Answer: To find the minimum value of the equation Q = 5x + 6y + 1.5, subject to the given constraints, we need to analyze the feasible region formed by the intersection of the three inequalities.
The constraints are:
x ≥ 4
-3x + 4y ≥ -8
3x + 4y ≤ 16
Let's first graph these inequalities to visualize the feasible region:
Graph x ≥ 4:
This is a vertical line passing through x = 4, including all points to the right of it.
Graph -3x + 4y ≥ -8:
To graph this inequality, let's rewrite it as 4y ≥ 3x - 8, and then y ≥ (3/4)x - 2. This is the equation of a line with a slope of 3/4 and y-intercept of -2. Shade the region above the line.
Graph 3x + 4y ≤ 16:
To graph this inequality, let's rewrite it as 4y ≤ -3x + 16, and then y ≤ (-3/4)x + 4. This is the equation of a line with a slope of -3/4 and y-intercept of 4. Shade the region below the line.
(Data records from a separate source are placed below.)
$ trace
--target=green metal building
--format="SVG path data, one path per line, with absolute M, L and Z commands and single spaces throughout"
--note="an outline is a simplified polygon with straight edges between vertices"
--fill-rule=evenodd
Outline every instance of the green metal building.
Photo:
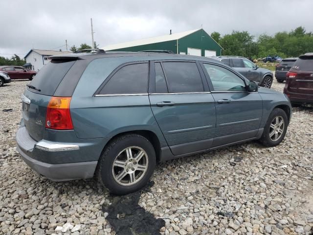
M 102 49 L 112 51 L 167 50 L 177 54 L 219 56 L 222 55 L 223 48 L 201 28 L 109 45 Z

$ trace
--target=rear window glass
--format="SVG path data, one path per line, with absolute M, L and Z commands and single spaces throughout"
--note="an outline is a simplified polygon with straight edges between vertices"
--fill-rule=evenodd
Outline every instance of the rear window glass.
M 313 57 L 298 59 L 292 69 L 302 71 L 313 71 Z
M 27 88 L 32 92 L 46 95 L 53 95 L 55 90 L 75 61 L 52 61 L 44 66 L 34 77 L 30 85 L 40 91 Z
M 287 66 L 292 66 L 295 62 L 295 60 L 284 60 L 279 63 L 280 65 L 287 65 Z

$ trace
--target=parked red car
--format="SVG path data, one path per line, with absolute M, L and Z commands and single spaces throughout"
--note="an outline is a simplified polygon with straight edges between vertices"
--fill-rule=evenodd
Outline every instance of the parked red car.
M 313 53 L 299 56 L 286 77 L 284 93 L 291 104 L 313 104 Z
M 37 73 L 36 71 L 29 70 L 20 66 L 0 66 L 0 71 L 6 72 L 11 79 L 32 80 Z

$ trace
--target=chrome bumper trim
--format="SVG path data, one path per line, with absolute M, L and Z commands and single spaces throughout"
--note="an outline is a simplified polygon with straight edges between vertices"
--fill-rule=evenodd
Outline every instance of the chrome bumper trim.
M 58 152 L 60 151 L 77 150 L 79 146 L 76 144 L 63 144 L 55 143 L 46 141 L 40 141 L 36 144 L 35 147 L 41 150 L 48 152 Z

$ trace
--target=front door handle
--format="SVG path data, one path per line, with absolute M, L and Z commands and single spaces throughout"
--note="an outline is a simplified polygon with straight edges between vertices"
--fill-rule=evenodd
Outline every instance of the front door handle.
M 219 99 L 217 101 L 217 102 L 219 104 L 226 104 L 226 103 L 230 103 L 230 99 Z
M 172 101 L 162 101 L 156 103 L 156 106 L 158 107 L 173 106 L 175 104 L 175 103 Z

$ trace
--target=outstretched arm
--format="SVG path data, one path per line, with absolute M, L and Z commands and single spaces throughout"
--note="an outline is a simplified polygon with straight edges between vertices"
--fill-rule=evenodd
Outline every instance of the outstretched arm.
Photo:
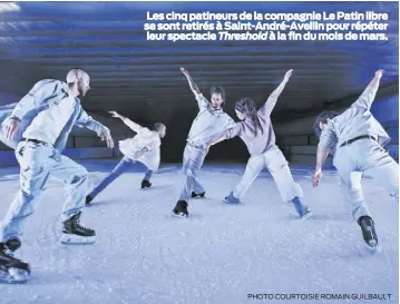
M 121 116 L 120 114 L 116 112 L 116 111 L 110 111 L 109 112 L 113 117 L 115 118 L 119 118 L 120 120 L 123 120 L 123 122 L 125 125 L 127 125 L 131 130 L 139 133 L 140 129 L 143 129 L 143 127 L 134 121 L 131 121 L 129 118 Z
M 111 137 L 111 131 L 109 128 L 95 120 L 91 116 L 89 116 L 82 108 L 80 110 L 78 119 L 75 124 L 79 128 L 87 128 L 91 131 L 95 131 L 98 137 L 101 138 L 103 141 L 106 141 L 108 148 L 114 148 L 114 140 Z
M 225 139 L 234 138 L 238 136 L 240 133 L 241 133 L 241 124 L 235 124 L 234 126 L 231 126 L 228 129 L 208 136 L 207 138 L 205 138 L 204 141 L 206 143 L 207 146 L 213 146 Z
M 203 94 L 199 91 L 199 89 L 198 89 L 196 82 L 193 81 L 193 79 L 192 79 L 189 72 L 188 72 L 186 69 L 184 69 L 184 68 L 181 68 L 181 71 L 186 76 L 186 79 L 187 79 L 187 81 L 188 81 L 188 84 L 189 84 L 189 86 L 191 86 L 191 89 L 192 89 L 193 94 L 196 96 L 196 99 L 197 99 L 197 102 L 198 102 L 198 108 L 199 108 L 201 110 L 204 109 L 204 108 L 206 108 L 206 107 L 209 105 L 209 102 L 208 102 L 208 100 L 203 96 Z
M 363 107 L 370 109 L 373 100 L 375 99 L 375 95 L 379 88 L 379 82 L 382 78 L 383 70 L 377 70 L 375 76 L 371 80 L 371 82 L 367 86 L 364 91 L 361 94 L 359 99 L 357 99 L 352 106 Z
M 261 107 L 258 112 L 261 115 L 270 116 L 272 110 L 274 109 L 277 98 L 282 94 L 283 89 L 285 88 L 289 79 L 292 76 L 293 70 L 286 71 L 282 82 L 277 86 L 277 88 L 270 95 L 270 97 L 266 99 L 264 106 Z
Now, we can identify the feasible region, which is the area shaded by all three inequalities.
The minimum value of Q = 5x + 6y + 1.5 occurs at one of the corner points of the feasible region. Let's find the coordinates of these corner points by solving the system of equations formed by the lines where the inequalities intersect.
Intersection of x = 4 and y ≥ (3/4)x - 2:
Substitute x = 4 into y = (3/4)x - 2:
y = (3/4) * 4 - 2
y = 3 - 2
y = 1
Coordinate: (4, 1)
Intersection of x = 4 and y ≤ (-3/4)x + 4:
Substitute x = 4 into y = (-3/4)x + 4:
y = (-3/4) * 4 + 4
y = -3 + 4
y = 1
Coordinate: (4, 1)
Intersection of -3x + 4y ≥ -8 and 3x + 4y ≤ 16:
Solve the system of equations:
-3x + 4y = -8
3x + 4y = 16
Add the equations to eliminate x:
(4y = 8) -> y = 2
Substitute y = 2 into either equation to find x:
-3x + 4(2) = -8
-3x + 8 = -8
-3x = -16
x = 16/3
Coordinate: (16/3, 2)
Now, we need to evaluate Q = 5x + 6y + 1.5 at each of these coordinates to find the minimum value:
Q at (4, 1):
Q = 5(4) + 6(1) + 1.5
Q = 20 + 6 + 1.5
Q = 27.5
Q at (16/3, 2):
Q = 5(16/3) + 6(2) + 1.5
Q = 80/3 + 12 + 1.5
Q = 25.5
The minimum value of Q occurs at the point (16/3, 2) with a value of approximately 25.5.